Overview: This work addresses differences in developmental trajectories of ADHD between females and males. In children ADHD is diagnosed at about a 3:1 ration between males and females. This drops off to close to a 1:1 ratio in ADHD in adults. This shift could be explained by a few things, later onset in females, greater persistence of symptoms in females possibly since males tend to display more hyperactive symptoms which can drop off over time. The authors though, state this could be an artifact of the way symptom burden is collected and diagnoses are made ie jumping off chairs is no longer really a thing in adulthood. Inattention symptom burden is more relevant in adulthood and there are less sex differences seen in this type of burden. Inattention my be particularly more burdensome in adulthood when individuals no longer live with parents and are more responsible for their own lives. Several posited explanations but importantly testing developmental trajectories of symptom burden as opposed to diagnostic status can help clarify some of these questions. Evidence from growth mixture modeling which the current study uses is mixed on whether there are sex differences in grouped trajectories of development. The current study attempts to address this by specifically focusing on sex as a moderator of these trajectories.
Methods: Participants - 1,571 individuals (761 female) a representative sample of the population not a clinical sample. Data was collected from participants from age 7-15 Measures - teacher reports of behavior from the social behavior questionnaire (SBQ) collected The measure includes four inattention items and four hyperactivity/impulsivity items. Items have a 5-point response scale which runs from never to very often. Teachers were the same for ages 7-9 then switched however there were no teacher shift effects. Analyses- SBQ items were used to create inattention and hyperactivity latent variables with the four items loading well onto the respective symptom burden variable and ADHD being specified as an oblique factor model of the two. Next, latent growth curve models were fit to the data to test for sex differences in the average trajectories of inattention and hyperactivity symptom burden. Residual convenience between ratings from different teachers were freely estimated. Growth mixture models were then fit to hyperactivity and inattention separately models were fit for 1-6 classes. K-1 models were rejected if K fit better using LMR test. Models were picked for best fit and then descriptively tested.

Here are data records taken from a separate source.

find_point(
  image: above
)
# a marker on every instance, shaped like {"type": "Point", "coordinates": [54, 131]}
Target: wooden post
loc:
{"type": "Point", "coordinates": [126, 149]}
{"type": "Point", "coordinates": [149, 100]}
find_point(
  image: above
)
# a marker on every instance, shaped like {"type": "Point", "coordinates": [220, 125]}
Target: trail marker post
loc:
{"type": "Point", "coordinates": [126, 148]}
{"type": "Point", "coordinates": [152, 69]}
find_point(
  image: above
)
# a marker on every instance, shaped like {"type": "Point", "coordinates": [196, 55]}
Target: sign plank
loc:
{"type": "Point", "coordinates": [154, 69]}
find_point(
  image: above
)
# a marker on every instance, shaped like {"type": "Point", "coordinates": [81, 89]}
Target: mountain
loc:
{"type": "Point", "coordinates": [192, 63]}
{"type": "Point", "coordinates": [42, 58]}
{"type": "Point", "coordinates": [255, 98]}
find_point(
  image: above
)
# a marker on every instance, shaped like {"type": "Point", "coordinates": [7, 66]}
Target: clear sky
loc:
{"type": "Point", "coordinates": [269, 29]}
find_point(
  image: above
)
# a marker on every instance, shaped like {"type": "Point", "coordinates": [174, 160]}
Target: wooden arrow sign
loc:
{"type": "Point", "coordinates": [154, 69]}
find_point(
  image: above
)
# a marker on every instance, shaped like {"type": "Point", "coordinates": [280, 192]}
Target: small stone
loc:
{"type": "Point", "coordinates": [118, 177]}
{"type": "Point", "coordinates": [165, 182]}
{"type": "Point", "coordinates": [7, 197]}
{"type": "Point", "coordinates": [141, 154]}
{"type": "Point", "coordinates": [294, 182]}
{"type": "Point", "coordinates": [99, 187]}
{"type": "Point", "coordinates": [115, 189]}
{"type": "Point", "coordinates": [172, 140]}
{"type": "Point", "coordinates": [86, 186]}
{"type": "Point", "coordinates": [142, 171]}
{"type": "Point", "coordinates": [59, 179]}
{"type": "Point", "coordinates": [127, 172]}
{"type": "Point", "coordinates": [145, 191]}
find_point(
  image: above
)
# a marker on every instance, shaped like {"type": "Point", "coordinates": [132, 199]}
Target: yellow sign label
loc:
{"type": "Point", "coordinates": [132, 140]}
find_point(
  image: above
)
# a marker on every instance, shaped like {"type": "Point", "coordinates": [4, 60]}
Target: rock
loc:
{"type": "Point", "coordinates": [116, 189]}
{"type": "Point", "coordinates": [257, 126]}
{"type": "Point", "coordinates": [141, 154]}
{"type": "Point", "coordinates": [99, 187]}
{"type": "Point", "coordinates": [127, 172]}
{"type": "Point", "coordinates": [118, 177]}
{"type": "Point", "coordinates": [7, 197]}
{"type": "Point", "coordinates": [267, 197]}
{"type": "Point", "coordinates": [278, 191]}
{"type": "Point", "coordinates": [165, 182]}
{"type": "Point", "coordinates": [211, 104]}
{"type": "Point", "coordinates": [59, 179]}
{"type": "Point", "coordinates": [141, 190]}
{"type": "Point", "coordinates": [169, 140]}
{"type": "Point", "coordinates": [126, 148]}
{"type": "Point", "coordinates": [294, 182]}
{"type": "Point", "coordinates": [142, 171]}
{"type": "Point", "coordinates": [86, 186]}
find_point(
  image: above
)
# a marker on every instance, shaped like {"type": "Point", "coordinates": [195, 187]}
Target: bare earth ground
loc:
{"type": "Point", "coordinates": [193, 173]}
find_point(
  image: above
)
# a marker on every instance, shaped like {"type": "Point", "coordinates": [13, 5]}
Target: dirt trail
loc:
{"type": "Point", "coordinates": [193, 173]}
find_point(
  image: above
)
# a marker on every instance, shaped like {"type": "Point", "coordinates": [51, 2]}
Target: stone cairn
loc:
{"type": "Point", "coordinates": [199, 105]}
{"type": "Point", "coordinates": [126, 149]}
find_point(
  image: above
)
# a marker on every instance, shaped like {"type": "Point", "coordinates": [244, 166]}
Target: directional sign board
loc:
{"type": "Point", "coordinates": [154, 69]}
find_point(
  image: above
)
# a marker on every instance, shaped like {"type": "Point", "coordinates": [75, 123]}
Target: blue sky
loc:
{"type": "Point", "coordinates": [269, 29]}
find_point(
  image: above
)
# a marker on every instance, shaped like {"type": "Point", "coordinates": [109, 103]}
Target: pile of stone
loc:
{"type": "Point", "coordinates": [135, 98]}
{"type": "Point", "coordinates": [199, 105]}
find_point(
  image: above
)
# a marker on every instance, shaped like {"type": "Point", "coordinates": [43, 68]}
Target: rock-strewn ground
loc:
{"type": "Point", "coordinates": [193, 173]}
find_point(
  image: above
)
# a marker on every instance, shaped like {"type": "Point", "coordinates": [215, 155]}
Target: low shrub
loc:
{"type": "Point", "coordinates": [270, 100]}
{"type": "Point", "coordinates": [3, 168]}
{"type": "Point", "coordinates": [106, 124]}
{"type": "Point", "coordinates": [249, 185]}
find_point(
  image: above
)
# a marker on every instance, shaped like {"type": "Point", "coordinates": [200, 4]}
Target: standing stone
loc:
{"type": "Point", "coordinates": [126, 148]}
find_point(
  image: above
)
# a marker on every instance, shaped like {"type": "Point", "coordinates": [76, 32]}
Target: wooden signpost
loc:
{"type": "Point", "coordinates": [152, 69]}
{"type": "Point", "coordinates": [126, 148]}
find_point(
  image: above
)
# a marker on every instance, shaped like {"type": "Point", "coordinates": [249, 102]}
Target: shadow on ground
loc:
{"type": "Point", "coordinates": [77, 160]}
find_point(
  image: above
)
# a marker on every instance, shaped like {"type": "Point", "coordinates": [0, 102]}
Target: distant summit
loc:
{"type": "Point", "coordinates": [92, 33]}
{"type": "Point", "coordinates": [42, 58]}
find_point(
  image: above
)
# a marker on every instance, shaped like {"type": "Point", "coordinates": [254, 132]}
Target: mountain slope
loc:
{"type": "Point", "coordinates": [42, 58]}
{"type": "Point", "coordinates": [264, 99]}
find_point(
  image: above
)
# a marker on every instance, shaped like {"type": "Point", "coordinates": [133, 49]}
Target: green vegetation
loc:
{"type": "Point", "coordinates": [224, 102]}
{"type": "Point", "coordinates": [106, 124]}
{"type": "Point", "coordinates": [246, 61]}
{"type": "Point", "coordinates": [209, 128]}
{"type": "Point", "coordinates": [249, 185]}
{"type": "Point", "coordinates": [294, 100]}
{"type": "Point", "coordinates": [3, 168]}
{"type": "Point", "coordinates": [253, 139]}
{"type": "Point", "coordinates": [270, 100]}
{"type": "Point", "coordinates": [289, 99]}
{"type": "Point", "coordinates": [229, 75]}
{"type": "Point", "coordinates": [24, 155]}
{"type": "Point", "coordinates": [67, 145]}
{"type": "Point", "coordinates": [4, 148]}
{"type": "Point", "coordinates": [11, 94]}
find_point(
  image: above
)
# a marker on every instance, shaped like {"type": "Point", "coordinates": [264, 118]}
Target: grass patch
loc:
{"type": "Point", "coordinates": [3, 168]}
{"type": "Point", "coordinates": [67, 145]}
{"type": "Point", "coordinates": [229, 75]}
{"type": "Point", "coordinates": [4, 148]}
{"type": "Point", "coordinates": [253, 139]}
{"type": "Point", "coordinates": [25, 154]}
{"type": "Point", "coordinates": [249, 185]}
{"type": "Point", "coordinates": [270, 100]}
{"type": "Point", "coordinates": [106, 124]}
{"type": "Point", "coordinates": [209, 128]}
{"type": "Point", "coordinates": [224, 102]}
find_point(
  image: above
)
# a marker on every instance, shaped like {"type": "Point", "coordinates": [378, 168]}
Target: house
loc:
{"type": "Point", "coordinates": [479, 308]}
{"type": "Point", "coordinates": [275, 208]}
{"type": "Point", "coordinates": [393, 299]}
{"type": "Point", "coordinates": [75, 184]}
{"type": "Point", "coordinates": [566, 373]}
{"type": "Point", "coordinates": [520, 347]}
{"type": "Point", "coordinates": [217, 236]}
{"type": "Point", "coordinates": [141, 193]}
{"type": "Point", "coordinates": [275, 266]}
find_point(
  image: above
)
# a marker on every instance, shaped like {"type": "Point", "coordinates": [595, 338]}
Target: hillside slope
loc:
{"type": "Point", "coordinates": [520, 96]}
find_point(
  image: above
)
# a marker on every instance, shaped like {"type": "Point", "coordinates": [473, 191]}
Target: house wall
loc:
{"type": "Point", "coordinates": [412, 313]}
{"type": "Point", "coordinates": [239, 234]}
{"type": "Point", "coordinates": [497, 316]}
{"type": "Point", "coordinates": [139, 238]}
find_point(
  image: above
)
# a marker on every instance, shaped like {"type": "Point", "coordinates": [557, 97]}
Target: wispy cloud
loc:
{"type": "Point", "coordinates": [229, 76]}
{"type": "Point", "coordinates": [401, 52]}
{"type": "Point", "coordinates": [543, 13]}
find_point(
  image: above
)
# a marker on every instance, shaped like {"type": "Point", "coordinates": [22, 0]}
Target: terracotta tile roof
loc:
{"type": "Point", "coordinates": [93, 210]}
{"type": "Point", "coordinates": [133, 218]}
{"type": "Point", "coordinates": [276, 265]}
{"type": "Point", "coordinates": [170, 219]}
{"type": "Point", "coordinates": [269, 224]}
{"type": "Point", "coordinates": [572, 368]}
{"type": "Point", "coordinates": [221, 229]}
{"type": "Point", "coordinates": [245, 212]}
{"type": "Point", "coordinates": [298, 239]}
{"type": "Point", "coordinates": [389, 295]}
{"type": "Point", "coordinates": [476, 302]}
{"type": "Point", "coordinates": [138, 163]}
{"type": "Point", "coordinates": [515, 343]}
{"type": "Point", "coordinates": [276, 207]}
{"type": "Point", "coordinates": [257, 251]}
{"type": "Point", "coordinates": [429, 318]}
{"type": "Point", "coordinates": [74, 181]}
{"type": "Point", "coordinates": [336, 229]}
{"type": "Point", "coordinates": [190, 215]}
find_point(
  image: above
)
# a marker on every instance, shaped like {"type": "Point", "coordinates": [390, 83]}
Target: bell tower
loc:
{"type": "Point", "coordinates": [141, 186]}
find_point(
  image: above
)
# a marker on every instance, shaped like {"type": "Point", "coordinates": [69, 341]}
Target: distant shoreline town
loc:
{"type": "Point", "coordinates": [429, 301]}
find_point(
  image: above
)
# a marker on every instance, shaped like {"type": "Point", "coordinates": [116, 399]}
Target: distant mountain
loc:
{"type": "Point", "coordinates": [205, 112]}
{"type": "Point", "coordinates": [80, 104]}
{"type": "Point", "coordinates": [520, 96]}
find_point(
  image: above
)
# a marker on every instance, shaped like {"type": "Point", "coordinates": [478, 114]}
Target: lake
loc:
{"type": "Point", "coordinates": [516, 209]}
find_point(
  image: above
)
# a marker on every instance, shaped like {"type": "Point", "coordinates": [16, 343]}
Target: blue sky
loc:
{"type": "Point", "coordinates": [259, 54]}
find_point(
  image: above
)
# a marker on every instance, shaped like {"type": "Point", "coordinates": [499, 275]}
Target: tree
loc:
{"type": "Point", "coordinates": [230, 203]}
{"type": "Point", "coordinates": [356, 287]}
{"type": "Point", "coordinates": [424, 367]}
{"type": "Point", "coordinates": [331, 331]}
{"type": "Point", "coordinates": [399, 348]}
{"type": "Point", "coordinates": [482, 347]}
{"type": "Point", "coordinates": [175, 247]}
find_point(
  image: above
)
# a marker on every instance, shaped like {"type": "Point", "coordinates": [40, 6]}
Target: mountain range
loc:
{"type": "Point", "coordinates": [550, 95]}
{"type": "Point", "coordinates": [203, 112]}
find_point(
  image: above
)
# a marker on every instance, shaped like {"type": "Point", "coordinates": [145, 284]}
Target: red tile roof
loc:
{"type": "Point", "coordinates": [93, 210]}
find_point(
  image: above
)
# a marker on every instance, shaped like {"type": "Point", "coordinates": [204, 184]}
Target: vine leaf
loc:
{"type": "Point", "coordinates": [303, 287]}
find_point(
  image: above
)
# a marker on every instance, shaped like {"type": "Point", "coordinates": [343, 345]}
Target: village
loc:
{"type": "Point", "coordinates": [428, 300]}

Results: Hyperactivity - A multi-group latent growth curve model with linear and quadratic growth and no cross-group equality constraints fit well to the hyperactivity/impulsivity scores. The preferred models were significantly different between males and females. The best model for males was three-class model with quadratic growth three classes could be characterized as ‘low stable’, ‘high stable’, and ‘high increasing’. Model fit was a little less straight forward for the female growth but the best fitting model ended up being a three-class model with both linear and quadratic growth the three classes could be characterized as ‘low stable’, ‘high stable’, and ‘concave’. Inattention - Similar to hyperactivity A multi-group latent growth curve model with linear and quadratic growth and no cross-group equality constraints fit well to the inattention scores and fit was significantly worse when it was constrained as equal across both groups suggesting sex differences in best fitting models. For males the best fitting model was two-class model with linear and quadratic growth with two classes could be characterized as ‘low stable’ and ‘high stable. for females the preferred model was a three-class linear and quadratic growth model with three classes ‘high decreasing’, ‘moderate stable’ and ‘low stable’.
Thoughts: Since this is a broad not just clinical sample the low stable and high stable classes are probably the DX/ NO DX versions of groups. It is interesting that for hyperactivity there was a model for each sex that reflected an increase in symptom burden (high increasing for males and concave for females) since these trajectories cap at 15 this still leaves the open suggestion of the author’s that this would taper off in both groups into adulthood. For inattention male symptom burden trajectories still seemed high than females with high decreasing seen for females and not males. Overall this speaks maybe more to decrease in male symptom burden as opposed to females increasing into adulthood. Overall low stable groups were big probably reflecting low normative burden. The big question to me here is what is the role of puberty and hormonal change in these trajectories - the authors bring up an interesting organizational-activational hypothesis with females being more sensitive to ‘activiational’ hormones. The female trajectories such as the concave shape do suggest that influences of puberty extend to hyperactivity and externalizing symptoms.